Die von der Landesregierung derzeit diskutierten Pläne zur Kreisgebietsreform beschäftigen zunehmend auch die Bürgermeister und Abgeordneten in den Barnimer Städten und Gemeinden. Für die Stadt Werneuchen blickts Barnims Landrat Bodo Ihrke in diesem Zusammenhang optimistisch in die Zukunft. „Die Stadt hat sich in den vergangenen Jahren toll entwickelt und wird ganz sicher weiter wachsen“, sagte er bei seinem Treffen mit der Verwaltungsspitze und betonte, dass eine Reform auf kommunaler Ebene für diese Legislatur nicht angedacht sei.
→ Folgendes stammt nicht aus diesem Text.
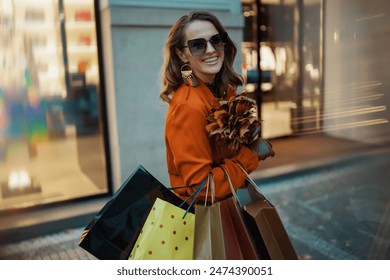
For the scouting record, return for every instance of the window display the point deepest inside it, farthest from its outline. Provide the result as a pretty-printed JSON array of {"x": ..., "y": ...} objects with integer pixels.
[{"x": 51, "y": 140}]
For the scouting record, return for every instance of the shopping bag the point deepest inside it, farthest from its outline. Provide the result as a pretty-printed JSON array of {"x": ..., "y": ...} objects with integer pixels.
[
  {"x": 264, "y": 223},
  {"x": 208, "y": 234},
  {"x": 113, "y": 231},
  {"x": 166, "y": 235},
  {"x": 238, "y": 241},
  {"x": 220, "y": 231}
]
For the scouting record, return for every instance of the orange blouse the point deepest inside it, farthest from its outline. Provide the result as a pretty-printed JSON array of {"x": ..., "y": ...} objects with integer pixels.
[{"x": 191, "y": 156}]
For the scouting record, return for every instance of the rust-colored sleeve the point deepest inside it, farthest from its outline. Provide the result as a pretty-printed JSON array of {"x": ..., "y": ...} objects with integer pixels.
[{"x": 189, "y": 156}]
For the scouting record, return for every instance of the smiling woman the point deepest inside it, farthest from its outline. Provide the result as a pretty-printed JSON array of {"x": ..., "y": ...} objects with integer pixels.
[{"x": 198, "y": 74}]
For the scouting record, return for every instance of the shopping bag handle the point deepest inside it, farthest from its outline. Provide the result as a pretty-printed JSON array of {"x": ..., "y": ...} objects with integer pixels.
[
  {"x": 194, "y": 195},
  {"x": 248, "y": 178}
]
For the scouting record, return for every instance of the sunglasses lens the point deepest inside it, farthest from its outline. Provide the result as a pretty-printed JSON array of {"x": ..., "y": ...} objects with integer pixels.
[
  {"x": 197, "y": 46},
  {"x": 218, "y": 42}
]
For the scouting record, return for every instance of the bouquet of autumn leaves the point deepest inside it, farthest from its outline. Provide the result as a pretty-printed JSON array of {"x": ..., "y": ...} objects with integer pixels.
[{"x": 235, "y": 121}]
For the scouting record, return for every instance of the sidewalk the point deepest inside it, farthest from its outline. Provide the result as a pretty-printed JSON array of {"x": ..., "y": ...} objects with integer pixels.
[{"x": 290, "y": 179}]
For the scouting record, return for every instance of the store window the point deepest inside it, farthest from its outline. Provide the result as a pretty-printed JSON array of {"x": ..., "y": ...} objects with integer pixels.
[
  {"x": 288, "y": 34},
  {"x": 51, "y": 118}
]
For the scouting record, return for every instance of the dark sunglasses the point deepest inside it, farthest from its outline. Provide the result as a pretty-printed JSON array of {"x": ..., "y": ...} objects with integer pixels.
[{"x": 198, "y": 47}]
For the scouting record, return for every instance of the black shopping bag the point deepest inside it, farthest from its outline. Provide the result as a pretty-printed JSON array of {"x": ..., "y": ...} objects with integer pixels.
[{"x": 113, "y": 231}]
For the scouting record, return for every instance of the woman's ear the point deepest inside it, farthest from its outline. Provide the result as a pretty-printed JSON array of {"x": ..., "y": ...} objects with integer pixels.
[{"x": 181, "y": 55}]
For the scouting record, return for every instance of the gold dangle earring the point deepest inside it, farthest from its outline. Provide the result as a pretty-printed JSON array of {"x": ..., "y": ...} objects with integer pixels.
[{"x": 188, "y": 78}]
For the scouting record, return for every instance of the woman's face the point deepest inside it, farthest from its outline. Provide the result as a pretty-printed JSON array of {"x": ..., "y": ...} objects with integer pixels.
[{"x": 207, "y": 65}]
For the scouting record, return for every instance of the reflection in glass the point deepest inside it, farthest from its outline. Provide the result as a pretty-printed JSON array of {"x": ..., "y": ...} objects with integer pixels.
[{"x": 51, "y": 141}]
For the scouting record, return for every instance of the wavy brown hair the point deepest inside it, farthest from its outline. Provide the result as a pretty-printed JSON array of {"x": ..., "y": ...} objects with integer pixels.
[{"x": 171, "y": 75}]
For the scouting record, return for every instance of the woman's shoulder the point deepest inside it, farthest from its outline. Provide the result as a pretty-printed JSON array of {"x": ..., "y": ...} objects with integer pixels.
[{"x": 188, "y": 97}]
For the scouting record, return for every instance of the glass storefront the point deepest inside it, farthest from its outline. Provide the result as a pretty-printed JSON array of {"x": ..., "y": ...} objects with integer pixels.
[
  {"x": 289, "y": 34},
  {"x": 51, "y": 118}
]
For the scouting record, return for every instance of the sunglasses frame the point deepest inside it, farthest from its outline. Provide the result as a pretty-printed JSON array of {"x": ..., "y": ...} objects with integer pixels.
[{"x": 220, "y": 45}]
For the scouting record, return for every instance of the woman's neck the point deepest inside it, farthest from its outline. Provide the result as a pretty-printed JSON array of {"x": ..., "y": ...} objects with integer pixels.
[{"x": 212, "y": 88}]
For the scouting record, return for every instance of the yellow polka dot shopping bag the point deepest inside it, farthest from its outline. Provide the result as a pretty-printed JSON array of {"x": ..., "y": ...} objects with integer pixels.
[{"x": 166, "y": 235}]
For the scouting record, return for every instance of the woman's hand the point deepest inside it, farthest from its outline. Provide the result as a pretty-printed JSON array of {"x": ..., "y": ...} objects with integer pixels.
[{"x": 262, "y": 148}]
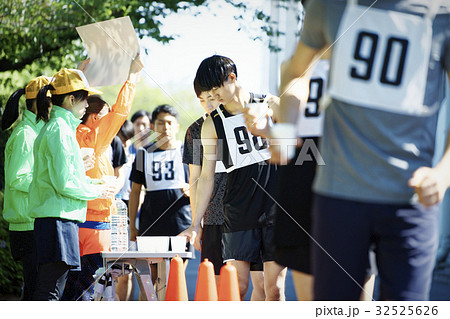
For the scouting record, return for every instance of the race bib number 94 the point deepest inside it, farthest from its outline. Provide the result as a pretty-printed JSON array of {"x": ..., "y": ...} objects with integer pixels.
[{"x": 380, "y": 60}]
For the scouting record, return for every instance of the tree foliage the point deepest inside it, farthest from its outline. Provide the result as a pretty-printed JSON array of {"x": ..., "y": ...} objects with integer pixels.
[{"x": 39, "y": 30}]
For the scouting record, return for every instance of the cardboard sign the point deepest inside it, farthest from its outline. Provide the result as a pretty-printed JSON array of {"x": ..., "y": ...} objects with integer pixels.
[{"x": 111, "y": 45}]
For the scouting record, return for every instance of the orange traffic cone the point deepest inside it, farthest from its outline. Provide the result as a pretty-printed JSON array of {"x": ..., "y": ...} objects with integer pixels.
[
  {"x": 176, "y": 284},
  {"x": 228, "y": 283},
  {"x": 206, "y": 282}
]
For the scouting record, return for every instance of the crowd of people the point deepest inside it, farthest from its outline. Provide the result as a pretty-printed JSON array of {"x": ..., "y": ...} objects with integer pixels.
[{"x": 332, "y": 178}]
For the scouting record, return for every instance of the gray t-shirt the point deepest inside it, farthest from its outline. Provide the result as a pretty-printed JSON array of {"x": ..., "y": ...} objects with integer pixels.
[{"x": 371, "y": 154}]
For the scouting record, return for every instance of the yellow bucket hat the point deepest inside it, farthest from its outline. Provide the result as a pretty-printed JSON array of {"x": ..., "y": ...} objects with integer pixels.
[
  {"x": 32, "y": 88},
  {"x": 70, "y": 80}
]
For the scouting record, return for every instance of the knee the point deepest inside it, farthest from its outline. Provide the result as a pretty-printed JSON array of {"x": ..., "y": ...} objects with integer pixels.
[
  {"x": 243, "y": 287},
  {"x": 274, "y": 292}
]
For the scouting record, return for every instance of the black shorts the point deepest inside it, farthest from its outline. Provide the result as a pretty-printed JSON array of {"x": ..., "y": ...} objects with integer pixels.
[
  {"x": 212, "y": 246},
  {"x": 249, "y": 245},
  {"x": 301, "y": 262},
  {"x": 293, "y": 222}
]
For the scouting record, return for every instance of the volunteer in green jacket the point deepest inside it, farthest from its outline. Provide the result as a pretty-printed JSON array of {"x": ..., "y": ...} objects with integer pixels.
[
  {"x": 18, "y": 174},
  {"x": 60, "y": 188}
]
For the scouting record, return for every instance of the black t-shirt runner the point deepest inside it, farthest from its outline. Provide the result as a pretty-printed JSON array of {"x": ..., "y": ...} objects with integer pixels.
[
  {"x": 246, "y": 203},
  {"x": 193, "y": 154},
  {"x": 164, "y": 212}
]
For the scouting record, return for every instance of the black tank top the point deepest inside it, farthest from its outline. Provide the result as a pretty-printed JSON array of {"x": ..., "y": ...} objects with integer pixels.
[{"x": 246, "y": 204}]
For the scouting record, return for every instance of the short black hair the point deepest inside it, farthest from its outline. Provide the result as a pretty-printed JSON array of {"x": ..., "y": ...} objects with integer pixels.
[
  {"x": 164, "y": 108},
  {"x": 213, "y": 72}
]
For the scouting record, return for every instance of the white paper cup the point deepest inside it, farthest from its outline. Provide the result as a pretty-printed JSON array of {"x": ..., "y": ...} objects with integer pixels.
[
  {"x": 153, "y": 244},
  {"x": 178, "y": 244},
  {"x": 86, "y": 151},
  {"x": 259, "y": 110}
]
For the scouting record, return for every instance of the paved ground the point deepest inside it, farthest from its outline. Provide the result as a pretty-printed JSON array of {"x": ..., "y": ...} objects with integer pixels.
[{"x": 191, "y": 280}]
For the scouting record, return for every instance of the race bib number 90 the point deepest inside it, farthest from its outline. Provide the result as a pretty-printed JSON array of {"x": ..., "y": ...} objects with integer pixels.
[{"x": 380, "y": 60}]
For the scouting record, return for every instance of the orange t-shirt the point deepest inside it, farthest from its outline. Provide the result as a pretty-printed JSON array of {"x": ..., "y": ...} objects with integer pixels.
[{"x": 99, "y": 137}]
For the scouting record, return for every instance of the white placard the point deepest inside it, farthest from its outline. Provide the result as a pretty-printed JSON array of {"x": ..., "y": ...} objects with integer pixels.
[{"x": 111, "y": 45}]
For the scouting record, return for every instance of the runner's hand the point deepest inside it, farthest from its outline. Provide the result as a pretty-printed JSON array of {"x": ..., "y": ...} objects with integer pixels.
[{"x": 429, "y": 185}]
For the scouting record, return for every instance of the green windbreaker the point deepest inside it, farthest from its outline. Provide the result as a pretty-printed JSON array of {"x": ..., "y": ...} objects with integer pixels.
[
  {"x": 19, "y": 172},
  {"x": 60, "y": 187}
]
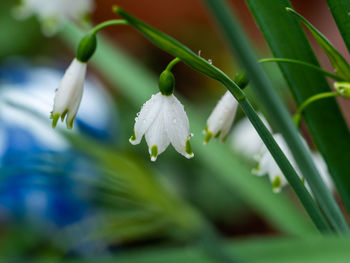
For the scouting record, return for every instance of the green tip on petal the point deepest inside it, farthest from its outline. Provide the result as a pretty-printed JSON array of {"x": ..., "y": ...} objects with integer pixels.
[
  {"x": 55, "y": 117},
  {"x": 217, "y": 134},
  {"x": 133, "y": 137},
  {"x": 64, "y": 114},
  {"x": 154, "y": 153},
  {"x": 208, "y": 135},
  {"x": 70, "y": 123},
  {"x": 276, "y": 184}
]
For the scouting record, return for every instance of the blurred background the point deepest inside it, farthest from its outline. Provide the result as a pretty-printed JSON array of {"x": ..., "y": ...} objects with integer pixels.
[{"x": 73, "y": 194}]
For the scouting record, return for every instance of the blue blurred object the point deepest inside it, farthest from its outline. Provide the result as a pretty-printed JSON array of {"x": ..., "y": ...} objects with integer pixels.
[{"x": 37, "y": 164}]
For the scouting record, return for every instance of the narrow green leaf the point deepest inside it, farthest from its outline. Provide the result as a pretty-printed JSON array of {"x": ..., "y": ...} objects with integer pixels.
[
  {"x": 119, "y": 68},
  {"x": 341, "y": 67},
  {"x": 302, "y": 63},
  {"x": 277, "y": 111},
  {"x": 340, "y": 10},
  {"x": 324, "y": 119},
  {"x": 179, "y": 50}
]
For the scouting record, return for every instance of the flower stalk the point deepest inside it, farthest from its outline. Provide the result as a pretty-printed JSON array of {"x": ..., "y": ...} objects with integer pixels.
[{"x": 175, "y": 48}]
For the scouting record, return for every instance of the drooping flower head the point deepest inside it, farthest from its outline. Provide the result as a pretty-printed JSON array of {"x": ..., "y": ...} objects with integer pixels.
[
  {"x": 163, "y": 121},
  {"x": 70, "y": 91},
  {"x": 53, "y": 13},
  {"x": 221, "y": 119}
]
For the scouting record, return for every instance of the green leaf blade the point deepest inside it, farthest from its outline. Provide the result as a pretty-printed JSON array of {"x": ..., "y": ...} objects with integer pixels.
[{"x": 324, "y": 119}]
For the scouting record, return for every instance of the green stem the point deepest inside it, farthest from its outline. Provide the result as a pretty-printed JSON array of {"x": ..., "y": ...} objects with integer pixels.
[
  {"x": 177, "y": 49},
  {"x": 108, "y": 23},
  {"x": 306, "y": 103},
  {"x": 302, "y": 63},
  {"x": 172, "y": 64},
  {"x": 274, "y": 107}
]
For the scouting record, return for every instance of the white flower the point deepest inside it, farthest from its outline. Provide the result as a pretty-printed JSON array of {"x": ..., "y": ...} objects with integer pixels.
[
  {"x": 267, "y": 164},
  {"x": 221, "y": 119},
  {"x": 69, "y": 93},
  {"x": 163, "y": 120},
  {"x": 53, "y": 13}
]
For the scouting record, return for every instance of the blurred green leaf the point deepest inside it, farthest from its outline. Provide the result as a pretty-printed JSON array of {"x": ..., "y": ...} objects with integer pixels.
[
  {"x": 310, "y": 250},
  {"x": 341, "y": 67},
  {"x": 340, "y": 10},
  {"x": 17, "y": 36},
  {"x": 137, "y": 84},
  {"x": 324, "y": 119}
]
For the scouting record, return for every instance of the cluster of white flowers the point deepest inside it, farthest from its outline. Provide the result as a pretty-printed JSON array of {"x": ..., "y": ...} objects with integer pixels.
[
  {"x": 53, "y": 13},
  {"x": 69, "y": 93},
  {"x": 221, "y": 119},
  {"x": 163, "y": 120}
]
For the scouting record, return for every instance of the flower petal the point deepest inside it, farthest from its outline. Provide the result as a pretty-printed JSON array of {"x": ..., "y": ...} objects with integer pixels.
[
  {"x": 221, "y": 119},
  {"x": 145, "y": 118},
  {"x": 177, "y": 126},
  {"x": 156, "y": 136},
  {"x": 71, "y": 87}
]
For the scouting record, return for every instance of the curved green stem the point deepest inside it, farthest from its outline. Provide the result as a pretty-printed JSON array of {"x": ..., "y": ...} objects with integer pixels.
[
  {"x": 302, "y": 63},
  {"x": 108, "y": 23},
  {"x": 273, "y": 105},
  {"x": 177, "y": 49},
  {"x": 325, "y": 95},
  {"x": 172, "y": 64}
]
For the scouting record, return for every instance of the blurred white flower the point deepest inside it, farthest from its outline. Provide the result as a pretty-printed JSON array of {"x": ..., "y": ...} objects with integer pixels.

Dennoch findet er es vernünftig, wenn die Stadt mit den Nachbarn im Gespräch bleibe, um über mögliche Zukunftsmodelle zu diskutieren.

Werneuchens Bürgermeister Burkhard Horn begrüßte die Ausführungen des Landrates, machte aber dennoch deutlich, dass man in der Stadt durchaus mit Sorge auf die Reform schaue. „Die Stadt wächst leider bislang nur langsam und die Angst vor einem Zwangszusammenschluss bleibt“, sagte er.

Im weiteren Verlauf des Treffens sprach Horn auch noch einmal die Pläne des Kreises zur Übernahme derweiterführenden Schulen an. „Wir wollen unsere Schule behalten“, stellte er klar. Zudem übergab er an den Landrat eine Resolution, in der für den Ausbau des Radwegenetzes in der Stadt geworben wird. Die Unterbringung von Flüchtlingen sowie das Angebot im ÖPNV waren weitere Themen des Gesprächs.

Im Anschluss lud Horn den Landrat zu einem Besuch in einer Milchviehanlage am Rande der Stadt ein. Dabei konnte sich der Landrat von der Leistungsfähigkeit und Innovationskraft eines solchen Betriebes überzeugen. In der Anlage, die der Firma Stadtgüter Birkholz gehört, gehen die Tiere freiwillig zum Melken. Das übernimmt dann ein Roboter. Und auch der Stall wird automatisch gereinigt.

Die Abfälle der Tiere landen in der hauseigenen Biogasanlage, in der 340 kw Leistung erzeugt werden – 100 kw für den Eigenbedarf, der Rest wird eingespeist. „Es ist hochspannend zu sehen, wir Viehhaltung heute betrieben werden kann und welche Synergien und Möglichkeiten sich dabei ergeben“, zeigte sich Landrat Ihrke beeindruckt.